No había necesidad, según decían, de vigilarlos, porque nadie pretendía escapar.

A medida que se prolongaba la guerra, empezó en el pueblo la carestía y el hambre. Se lo llevaban todo a otras partes y allí no venía nada.

Después de muchas reclamaciones, comenzaron, al fin, a llegar alimentos.
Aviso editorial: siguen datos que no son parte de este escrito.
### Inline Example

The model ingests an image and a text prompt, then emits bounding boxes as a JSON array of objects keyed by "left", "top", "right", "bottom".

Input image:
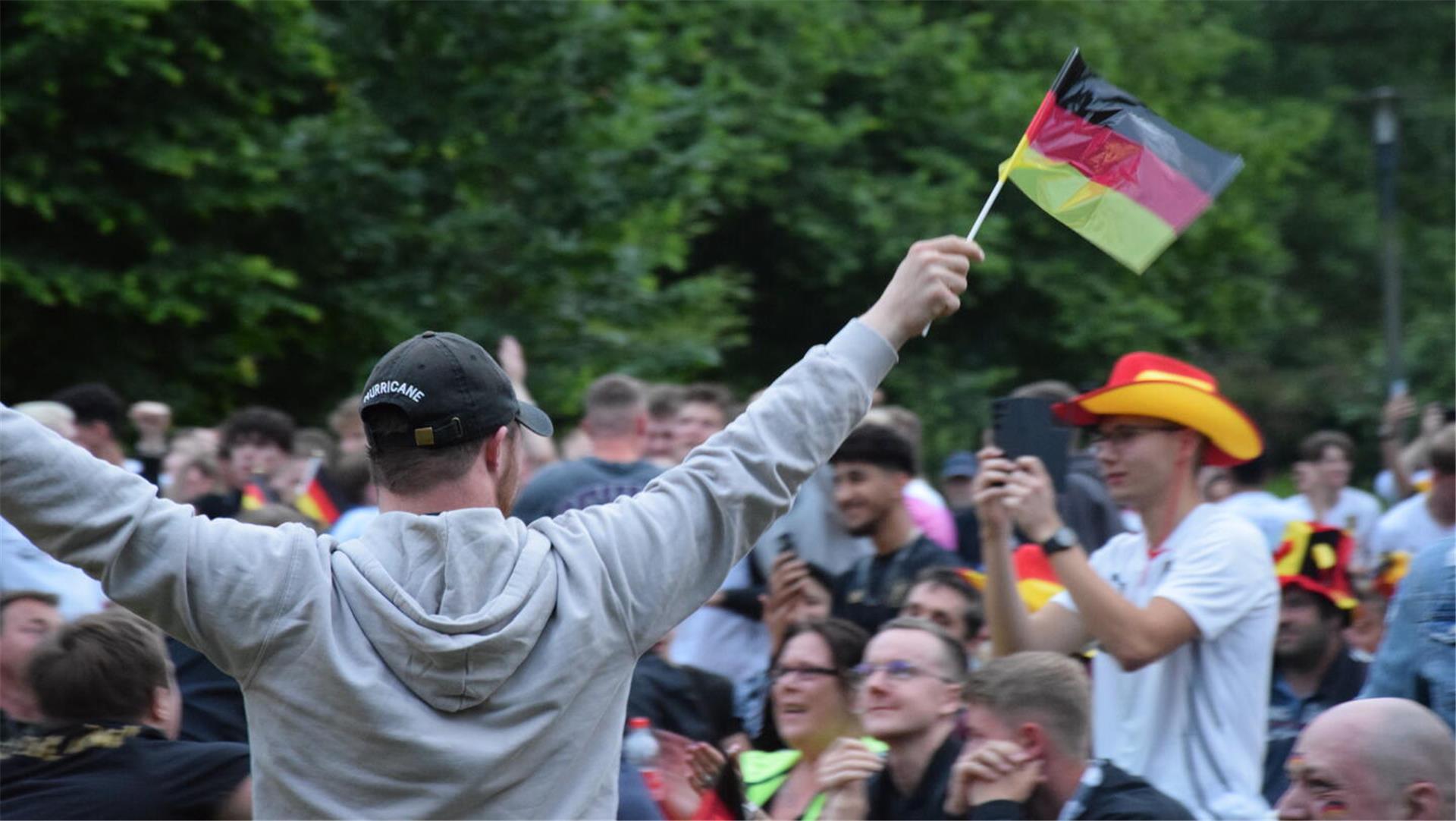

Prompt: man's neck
[
  {"left": 0, "top": 675, "right": 44, "bottom": 723},
  {"left": 1138, "top": 477, "right": 1201, "bottom": 549},
  {"left": 885, "top": 719, "right": 954, "bottom": 794},
  {"left": 1304, "top": 485, "right": 1344, "bottom": 520},
  {"left": 1279, "top": 634, "right": 1345, "bottom": 699},
  {"left": 1027, "top": 753, "right": 1087, "bottom": 818},
  {"left": 592, "top": 437, "right": 644, "bottom": 464},
  {"left": 1426, "top": 485, "right": 1456, "bottom": 527},
  {"left": 95, "top": 439, "right": 127, "bottom": 467},
  {"left": 871, "top": 505, "right": 916, "bottom": 556},
  {"left": 378, "top": 463, "right": 500, "bottom": 514}
]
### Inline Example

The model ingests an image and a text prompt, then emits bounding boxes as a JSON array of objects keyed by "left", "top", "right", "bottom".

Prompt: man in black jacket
[{"left": 945, "top": 652, "right": 1192, "bottom": 819}]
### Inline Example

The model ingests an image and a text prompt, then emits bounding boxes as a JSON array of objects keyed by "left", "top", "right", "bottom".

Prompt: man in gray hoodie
[{"left": 0, "top": 237, "right": 981, "bottom": 818}]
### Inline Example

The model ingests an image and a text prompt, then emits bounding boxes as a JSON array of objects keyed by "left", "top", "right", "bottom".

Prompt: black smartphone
[{"left": 992, "top": 398, "right": 1072, "bottom": 493}]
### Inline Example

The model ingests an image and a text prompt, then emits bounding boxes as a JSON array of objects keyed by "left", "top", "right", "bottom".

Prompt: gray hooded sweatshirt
[{"left": 0, "top": 320, "right": 896, "bottom": 818}]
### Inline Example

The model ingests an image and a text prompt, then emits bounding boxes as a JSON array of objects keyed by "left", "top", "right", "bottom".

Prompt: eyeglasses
[
  {"left": 1087, "top": 425, "right": 1184, "bottom": 450},
  {"left": 850, "top": 658, "right": 956, "bottom": 684},
  {"left": 769, "top": 667, "right": 839, "bottom": 681}
]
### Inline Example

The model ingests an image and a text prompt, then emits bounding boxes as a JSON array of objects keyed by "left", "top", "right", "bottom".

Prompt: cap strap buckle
[{"left": 415, "top": 417, "right": 464, "bottom": 447}]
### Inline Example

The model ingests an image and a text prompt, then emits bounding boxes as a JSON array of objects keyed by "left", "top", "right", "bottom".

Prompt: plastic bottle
[{"left": 622, "top": 718, "right": 665, "bottom": 801}]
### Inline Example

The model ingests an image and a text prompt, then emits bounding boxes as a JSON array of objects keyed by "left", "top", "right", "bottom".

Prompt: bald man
[{"left": 1277, "top": 699, "right": 1456, "bottom": 818}]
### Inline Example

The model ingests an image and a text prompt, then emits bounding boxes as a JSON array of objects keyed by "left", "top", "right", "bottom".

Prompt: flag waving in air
[{"left": 993, "top": 49, "right": 1244, "bottom": 274}]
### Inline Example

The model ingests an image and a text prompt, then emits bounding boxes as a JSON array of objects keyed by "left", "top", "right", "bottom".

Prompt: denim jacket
[{"left": 1360, "top": 539, "right": 1456, "bottom": 728}]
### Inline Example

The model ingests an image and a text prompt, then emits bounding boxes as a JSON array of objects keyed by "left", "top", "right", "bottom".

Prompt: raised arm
[
  {"left": 971, "top": 447, "right": 1090, "bottom": 655},
  {"left": 0, "top": 406, "right": 323, "bottom": 680},
  {"left": 535, "top": 237, "right": 981, "bottom": 651}
]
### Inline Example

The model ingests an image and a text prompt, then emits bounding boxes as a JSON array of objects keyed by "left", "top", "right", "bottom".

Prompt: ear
[
  {"left": 1015, "top": 721, "right": 1046, "bottom": 759},
  {"left": 940, "top": 681, "right": 965, "bottom": 716},
  {"left": 146, "top": 687, "right": 176, "bottom": 726},
  {"left": 481, "top": 425, "right": 511, "bottom": 474},
  {"left": 1178, "top": 428, "right": 1204, "bottom": 473},
  {"left": 1399, "top": 782, "right": 1445, "bottom": 818}
]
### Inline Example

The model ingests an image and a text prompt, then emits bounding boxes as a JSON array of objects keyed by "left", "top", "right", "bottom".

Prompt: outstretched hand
[{"left": 861, "top": 236, "right": 986, "bottom": 349}]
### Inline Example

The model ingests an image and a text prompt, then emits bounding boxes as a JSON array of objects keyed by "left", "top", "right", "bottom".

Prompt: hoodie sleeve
[
  {"left": 0, "top": 406, "right": 318, "bottom": 681},
  {"left": 533, "top": 320, "right": 897, "bottom": 653}
]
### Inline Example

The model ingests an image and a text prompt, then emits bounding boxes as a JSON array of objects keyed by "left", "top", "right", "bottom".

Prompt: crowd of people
[{"left": 0, "top": 237, "right": 1456, "bottom": 819}]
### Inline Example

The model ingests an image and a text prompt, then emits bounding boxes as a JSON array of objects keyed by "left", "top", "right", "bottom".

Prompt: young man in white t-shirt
[
  {"left": 974, "top": 352, "right": 1279, "bottom": 818},
  {"left": 1284, "top": 431, "right": 1380, "bottom": 574},
  {"left": 1370, "top": 425, "right": 1456, "bottom": 561}
]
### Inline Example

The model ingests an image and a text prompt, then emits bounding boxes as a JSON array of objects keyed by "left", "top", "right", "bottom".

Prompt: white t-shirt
[
  {"left": 1217, "top": 491, "right": 1293, "bottom": 552},
  {"left": 1284, "top": 488, "right": 1380, "bottom": 569},
  {"left": 1051, "top": 505, "right": 1280, "bottom": 818},
  {"left": 1370, "top": 493, "right": 1456, "bottom": 561}
]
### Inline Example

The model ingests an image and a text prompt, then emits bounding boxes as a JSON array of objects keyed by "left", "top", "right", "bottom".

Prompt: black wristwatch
[{"left": 1041, "top": 526, "right": 1079, "bottom": 556}]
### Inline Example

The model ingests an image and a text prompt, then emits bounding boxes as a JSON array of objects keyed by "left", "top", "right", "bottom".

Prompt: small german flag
[
  {"left": 293, "top": 457, "right": 345, "bottom": 527},
  {"left": 239, "top": 476, "right": 278, "bottom": 511},
  {"left": 1000, "top": 48, "right": 1244, "bottom": 274}
]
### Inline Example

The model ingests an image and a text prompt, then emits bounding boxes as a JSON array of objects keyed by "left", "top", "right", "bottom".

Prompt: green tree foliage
[{"left": 0, "top": 2, "right": 1456, "bottom": 474}]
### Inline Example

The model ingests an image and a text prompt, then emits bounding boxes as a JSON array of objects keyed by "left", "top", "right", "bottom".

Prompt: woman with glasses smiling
[{"left": 738, "top": 618, "right": 883, "bottom": 821}]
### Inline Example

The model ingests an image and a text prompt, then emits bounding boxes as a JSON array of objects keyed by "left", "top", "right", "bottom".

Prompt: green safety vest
[{"left": 738, "top": 737, "right": 890, "bottom": 821}]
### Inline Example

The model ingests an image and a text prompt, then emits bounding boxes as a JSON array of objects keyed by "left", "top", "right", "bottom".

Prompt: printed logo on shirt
[{"left": 0, "top": 725, "right": 141, "bottom": 761}]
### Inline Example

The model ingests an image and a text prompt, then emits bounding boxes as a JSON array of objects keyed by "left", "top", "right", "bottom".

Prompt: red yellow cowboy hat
[
  {"left": 1051, "top": 351, "right": 1264, "bottom": 467},
  {"left": 1274, "top": 521, "right": 1358, "bottom": 613}
]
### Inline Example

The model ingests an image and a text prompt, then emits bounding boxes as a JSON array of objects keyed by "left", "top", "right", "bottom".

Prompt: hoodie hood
[{"left": 329, "top": 508, "right": 556, "bottom": 712}]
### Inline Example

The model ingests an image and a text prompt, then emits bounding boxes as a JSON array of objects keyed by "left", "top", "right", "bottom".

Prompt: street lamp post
[{"left": 1370, "top": 86, "right": 1407, "bottom": 395}]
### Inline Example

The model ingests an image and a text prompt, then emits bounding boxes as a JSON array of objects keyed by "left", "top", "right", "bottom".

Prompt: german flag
[
  {"left": 239, "top": 476, "right": 278, "bottom": 511},
  {"left": 961, "top": 544, "right": 1065, "bottom": 613},
  {"left": 293, "top": 457, "right": 345, "bottom": 527},
  {"left": 1000, "top": 49, "right": 1244, "bottom": 274}
]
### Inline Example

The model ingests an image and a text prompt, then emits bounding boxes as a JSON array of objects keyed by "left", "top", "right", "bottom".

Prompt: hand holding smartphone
[{"left": 992, "top": 398, "right": 1072, "bottom": 493}]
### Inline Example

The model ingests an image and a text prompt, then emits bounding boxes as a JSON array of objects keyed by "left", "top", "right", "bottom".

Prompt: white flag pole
[{"left": 920, "top": 175, "right": 1009, "bottom": 336}]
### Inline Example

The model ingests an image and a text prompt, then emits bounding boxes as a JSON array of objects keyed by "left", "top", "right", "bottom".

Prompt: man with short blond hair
[
  {"left": 945, "top": 652, "right": 1192, "bottom": 821},
  {"left": 818, "top": 618, "right": 965, "bottom": 819},
  {"left": 1284, "top": 431, "right": 1380, "bottom": 574},
  {"left": 514, "top": 374, "right": 663, "bottom": 521},
  {"left": 0, "top": 590, "right": 65, "bottom": 741},
  {"left": 0, "top": 236, "right": 983, "bottom": 818},
  {"left": 0, "top": 609, "right": 253, "bottom": 818}
]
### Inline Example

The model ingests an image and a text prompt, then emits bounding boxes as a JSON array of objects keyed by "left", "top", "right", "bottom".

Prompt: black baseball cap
[{"left": 359, "top": 330, "right": 552, "bottom": 448}]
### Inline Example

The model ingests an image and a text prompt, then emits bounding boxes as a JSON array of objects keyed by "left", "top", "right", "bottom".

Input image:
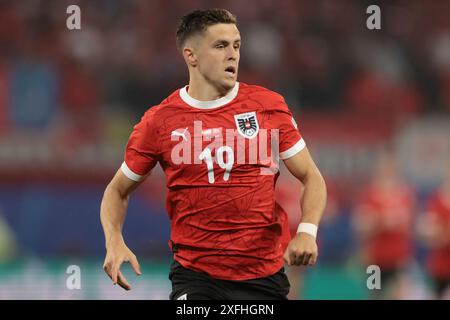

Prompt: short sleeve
[
  {"left": 121, "top": 109, "right": 160, "bottom": 181},
  {"left": 273, "top": 96, "right": 306, "bottom": 160}
]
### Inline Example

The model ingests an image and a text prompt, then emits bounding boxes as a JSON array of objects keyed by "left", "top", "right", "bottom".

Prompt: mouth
[{"left": 225, "top": 66, "right": 236, "bottom": 77}]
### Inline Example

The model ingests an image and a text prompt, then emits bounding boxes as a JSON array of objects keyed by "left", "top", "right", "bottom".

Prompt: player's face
[{"left": 197, "top": 23, "right": 241, "bottom": 90}]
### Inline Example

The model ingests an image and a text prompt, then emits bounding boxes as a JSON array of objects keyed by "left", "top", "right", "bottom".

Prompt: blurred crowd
[{"left": 0, "top": 0, "right": 450, "bottom": 298}]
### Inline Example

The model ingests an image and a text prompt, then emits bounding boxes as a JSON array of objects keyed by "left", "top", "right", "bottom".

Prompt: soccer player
[{"left": 100, "top": 9, "right": 326, "bottom": 300}]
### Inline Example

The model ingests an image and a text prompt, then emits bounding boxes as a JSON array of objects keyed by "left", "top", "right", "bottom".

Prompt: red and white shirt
[{"left": 121, "top": 83, "right": 305, "bottom": 280}]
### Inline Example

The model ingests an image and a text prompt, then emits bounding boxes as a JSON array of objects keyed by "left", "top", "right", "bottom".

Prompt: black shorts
[{"left": 169, "top": 261, "right": 290, "bottom": 300}]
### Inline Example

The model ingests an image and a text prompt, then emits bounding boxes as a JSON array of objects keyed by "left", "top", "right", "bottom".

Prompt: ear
[{"left": 183, "top": 47, "right": 197, "bottom": 67}]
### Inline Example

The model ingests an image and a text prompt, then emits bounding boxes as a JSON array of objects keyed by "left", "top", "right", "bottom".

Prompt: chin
[{"left": 222, "top": 78, "right": 236, "bottom": 91}]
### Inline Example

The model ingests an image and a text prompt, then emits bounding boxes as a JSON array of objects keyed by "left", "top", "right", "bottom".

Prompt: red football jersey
[
  {"left": 121, "top": 83, "right": 305, "bottom": 280},
  {"left": 428, "top": 191, "right": 450, "bottom": 279}
]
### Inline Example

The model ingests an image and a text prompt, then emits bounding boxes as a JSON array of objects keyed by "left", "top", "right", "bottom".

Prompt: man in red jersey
[
  {"left": 100, "top": 9, "right": 326, "bottom": 299},
  {"left": 419, "top": 166, "right": 450, "bottom": 299}
]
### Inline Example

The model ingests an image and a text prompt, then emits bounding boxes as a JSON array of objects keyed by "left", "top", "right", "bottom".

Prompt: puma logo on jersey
[
  {"left": 172, "top": 127, "right": 187, "bottom": 141},
  {"left": 177, "top": 293, "right": 187, "bottom": 300},
  {"left": 202, "top": 128, "right": 222, "bottom": 136}
]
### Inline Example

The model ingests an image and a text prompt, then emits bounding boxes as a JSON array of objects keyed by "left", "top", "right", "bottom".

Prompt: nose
[{"left": 227, "top": 46, "right": 239, "bottom": 61}]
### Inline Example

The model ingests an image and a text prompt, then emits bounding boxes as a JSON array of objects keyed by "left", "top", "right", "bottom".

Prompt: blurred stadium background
[{"left": 0, "top": 0, "right": 450, "bottom": 299}]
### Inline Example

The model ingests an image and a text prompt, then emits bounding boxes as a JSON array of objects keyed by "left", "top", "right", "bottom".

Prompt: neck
[{"left": 188, "top": 76, "right": 233, "bottom": 101}]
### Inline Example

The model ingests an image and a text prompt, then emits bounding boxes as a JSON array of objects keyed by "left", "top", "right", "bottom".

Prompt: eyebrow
[{"left": 214, "top": 39, "right": 241, "bottom": 45}]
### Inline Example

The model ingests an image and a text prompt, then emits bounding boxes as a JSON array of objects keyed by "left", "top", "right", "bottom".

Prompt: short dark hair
[{"left": 177, "top": 9, "right": 237, "bottom": 51}]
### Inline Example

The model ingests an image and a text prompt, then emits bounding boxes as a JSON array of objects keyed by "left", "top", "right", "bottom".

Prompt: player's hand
[
  {"left": 103, "top": 237, "right": 142, "bottom": 290},
  {"left": 284, "top": 232, "right": 318, "bottom": 266}
]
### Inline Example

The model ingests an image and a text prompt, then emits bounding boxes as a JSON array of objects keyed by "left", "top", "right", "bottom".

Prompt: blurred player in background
[
  {"left": 354, "top": 153, "right": 415, "bottom": 299},
  {"left": 101, "top": 9, "right": 326, "bottom": 299},
  {"left": 419, "top": 166, "right": 450, "bottom": 299}
]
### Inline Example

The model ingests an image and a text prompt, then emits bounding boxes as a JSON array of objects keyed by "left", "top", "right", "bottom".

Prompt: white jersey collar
[{"left": 180, "top": 81, "right": 239, "bottom": 109}]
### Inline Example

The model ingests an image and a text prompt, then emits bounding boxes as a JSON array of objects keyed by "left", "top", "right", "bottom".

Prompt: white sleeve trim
[
  {"left": 120, "top": 161, "right": 143, "bottom": 182},
  {"left": 280, "top": 138, "right": 306, "bottom": 160}
]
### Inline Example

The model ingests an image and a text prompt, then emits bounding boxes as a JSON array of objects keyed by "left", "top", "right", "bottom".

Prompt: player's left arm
[{"left": 284, "top": 147, "right": 327, "bottom": 266}]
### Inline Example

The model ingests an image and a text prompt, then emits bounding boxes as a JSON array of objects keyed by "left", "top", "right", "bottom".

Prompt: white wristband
[{"left": 297, "top": 222, "right": 317, "bottom": 238}]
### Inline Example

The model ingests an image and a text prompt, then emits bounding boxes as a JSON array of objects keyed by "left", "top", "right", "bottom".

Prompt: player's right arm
[
  {"left": 100, "top": 169, "right": 142, "bottom": 290},
  {"left": 100, "top": 108, "right": 159, "bottom": 290}
]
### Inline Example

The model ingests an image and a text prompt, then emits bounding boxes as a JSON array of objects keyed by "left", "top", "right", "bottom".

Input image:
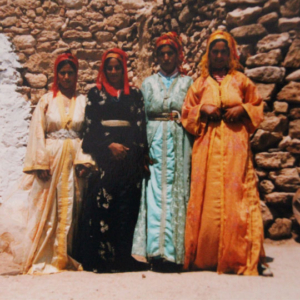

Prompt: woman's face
[
  {"left": 209, "top": 41, "right": 229, "bottom": 70},
  {"left": 157, "top": 46, "right": 178, "bottom": 74},
  {"left": 105, "top": 58, "right": 123, "bottom": 86},
  {"left": 57, "top": 64, "right": 76, "bottom": 90}
]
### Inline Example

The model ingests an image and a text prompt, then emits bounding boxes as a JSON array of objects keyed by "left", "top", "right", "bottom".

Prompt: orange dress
[{"left": 182, "top": 71, "right": 264, "bottom": 275}]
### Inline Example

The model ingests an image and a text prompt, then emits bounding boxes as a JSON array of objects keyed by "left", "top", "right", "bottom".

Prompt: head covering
[
  {"left": 155, "top": 31, "right": 186, "bottom": 74},
  {"left": 199, "top": 30, "right": 243, "bottom": 77},
  {"left": 96, "top": 48, "right": 129, "bottom": 97},
  {"left": 52, "top": 53, "right": 78, "bottom": 97}
]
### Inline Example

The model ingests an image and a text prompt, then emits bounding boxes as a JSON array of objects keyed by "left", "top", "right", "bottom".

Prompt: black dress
[{"left": 81, "top": 87, "right": 147, "bottom": 272}]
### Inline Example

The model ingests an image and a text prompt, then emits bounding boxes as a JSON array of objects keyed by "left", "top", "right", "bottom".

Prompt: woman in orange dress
[{"left": 182, "top": 30, "right": 270, "bottom": 275}]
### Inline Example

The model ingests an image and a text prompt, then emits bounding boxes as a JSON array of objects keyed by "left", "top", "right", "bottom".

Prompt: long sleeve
[
  {"left": 23, "top": 96, "right": 50, "bottom": 173},
  {"left": 82, "top": 88, "right": 113, "bottom": 154},
  {"left": 181, "top": 78, "right": 206, "bottom": 136},
  {"left": 242, "top": 78, "right": 264, "bottom": 133},
  {"left": 135, "top": 90, "right": 148, "bottom": 154}
]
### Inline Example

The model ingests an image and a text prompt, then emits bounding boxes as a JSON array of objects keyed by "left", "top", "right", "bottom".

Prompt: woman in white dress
[{"left": 0, "top": 53, "right": 92, "bottom": 274}]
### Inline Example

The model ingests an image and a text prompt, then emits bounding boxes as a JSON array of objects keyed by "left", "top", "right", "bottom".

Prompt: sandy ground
[{"left": 0, "top": 240, "right": 300, "bottom": 300}]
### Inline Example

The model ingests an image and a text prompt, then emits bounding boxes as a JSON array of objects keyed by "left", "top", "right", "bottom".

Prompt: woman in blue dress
[{"left": 132, "top": 32, "right": 192, "bottom": 271}]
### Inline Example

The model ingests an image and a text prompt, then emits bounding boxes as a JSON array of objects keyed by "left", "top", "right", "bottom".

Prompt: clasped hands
[{"left": 200, "top": 104, "right": 247, "bottom": 123}]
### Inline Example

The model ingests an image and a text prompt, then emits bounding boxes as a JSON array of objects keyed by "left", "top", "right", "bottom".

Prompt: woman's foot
[{"left": 258, "top": 264, "right": 274, "bottom": 277}]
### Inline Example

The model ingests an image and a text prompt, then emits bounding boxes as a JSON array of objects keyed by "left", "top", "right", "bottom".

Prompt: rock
[
  {"left": 283, "top": 39, "right": 300, "bottom": 69},
  {"left": 82, "top": 41, "right": 97, "bottom": 49},
  {"left": 89, "top": 0, "right": 106, "bottom": 11},
  {"left": 257, "top": 12, "right": 279, "bottom": 27},
  {"left": 277, "top": 81, "right": 300, "bottom": 103},
  {"left": 237, "top": 45, "right": 255, "bottom": 64},
  {"left": 178, "top": 5, "right": 194, "bottom": 24},
  {"left": 26, "top": 9, "right": 36, "bottom": 19},
  {"left": 257, "top": 32, "right": 290, "bottom": 53},
  {"left": 278, "top": 17, "right": 300, "bottom": 32},
  {"left": 251, "top": 129, "right": 282, "bottom": 152},
  {"left": 268, "top": 218, "right": 292, "bottom": 240},
  {"left": 116, "top": 27, "right": 132, "bottom": 41},
  {"left": 95, "top": 31, "right": 114, "bottom": 43},
  {"left": 286, "top": 139, "right": 300, "bottom": 154},
  {"left": 269, "top": 168, "right": 300, "bottom": 192},
  {"left": 13, "top": 0, "right": 40, "bottom": 9},
  {"left": 230, "top": 24, "right": 268, "bottom": 40},
  {"left": 263, "top": 0, "right": 280, "bottom": 14},
  {"left": 258, "top": 114, "right": 288, "bottom": 133},
  {"left": 85, "top": 12, "right": 104, "bottom": 22},
  {"left": 63, "top": 30, "right": 92, "bottom": 39},
  {"left": 74, "top": 49, "right": 104, "bottom": 61},
  {"left": 104, "top": 6, "right": 114, "bottom": 16},
  {"left": 89, "top": 22, "right": 106, "bottom": 33},
  {"left": 259, "top": 179, "right": 275, "bottom": 194},
  {"left": 245, "top": 66, "right": 285, "bottom": 83},
  {"left": 118, "top": 0, "right": 145, "bottom": 10},
  {"left": 289, "top": 107, "right": 300, "bottom": 120},
  {"left": 285, "top": 70, "right": 300, "bottom": 81},
  {"left": 293, "top": 189, "right": 300, "bottom": 224},
  {"left": 226, "top": 6, "right": 262, "bottom": 26},
  {"left": 255, "top": 83, "right": 276, "bottom": 101},
  {"left": 278, "top": 135, "right": 292, "bottom": 152},
  {"left": 246, "top": 49, "right": 282, "bottom": 67},
  {"left": 13, "top": 35, "right": 36, "bottom": 50},
  {"left": 37, "top": 30, "right": 60, "bottom": 42},
  {"left": 25, "top": 73, "right": 47, "bottom": 88},
  {"left": 78, "top": 69, "right": 98, "bottom": 83},
  {"left": 289, "top": 119, "right": 300, "bottom": 139},
  {"left": 0, "top": 6, "right": 14, "bottom": 20},
  {"left": 30, "top": 89, "right": 47, "bottom": 105},
  {"left": 260, "top": 201, "right": 274, "bottom": 227},
  {"left": 273, "top": 101, "right": 289, "bottom": 114},
  {"left": 280, "top": 0, "right": 300, "bottom": 18},
  {"left": 106, "top": 14, "right": 130, "bottom": 29},
  {"left": 24, "top": 52, "right": 54, "bottom": 74},
  {"left": 255, "top": 152, "right": 296, "bottom": 169},
  {"left": 58, "top": 0, "right": 88, "bottom": 9},
  {"left": 1, "top": 17, "right": 18, "bottom": 27}
]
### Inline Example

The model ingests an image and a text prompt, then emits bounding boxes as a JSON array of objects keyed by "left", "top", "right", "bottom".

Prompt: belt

Cuando venían vagones con víveres, los judíos se las arreglaban para quedarse con ellos y llevárselos a sus tiendas, en donde se vendían carísimos. Por otra parte, algunos aseguraban que aquellos víveres no estaban consignados a los comerciantes y que debían haber ido al Ayuntamiento, y luego ser repartidos entre los vecinos; pero la verdad era que nadie sabía nada.

Los campesinos no se atrevían a apoderarse de los víveres, y su venganza consistía en apalear a algún comerciante judío en las afueras de la aldea, dejándolo medio muerto.

Por entonces era constante el paso de los carros, de los camiones llenos de soldados heridos y de furgones con víveres y de todo un mundo de comerciantes judíos alrededor.

Nos habíamos acostumbrado a estas eternas caravanas de carros con heridos y soldados enfermos que pasaban.

Al cabo de algún tiempo, mi padre vino a buscarme y fuimos a Viena, y, poco después, de Viena me llevó a Berlín, donde, según él, había más medios de vida.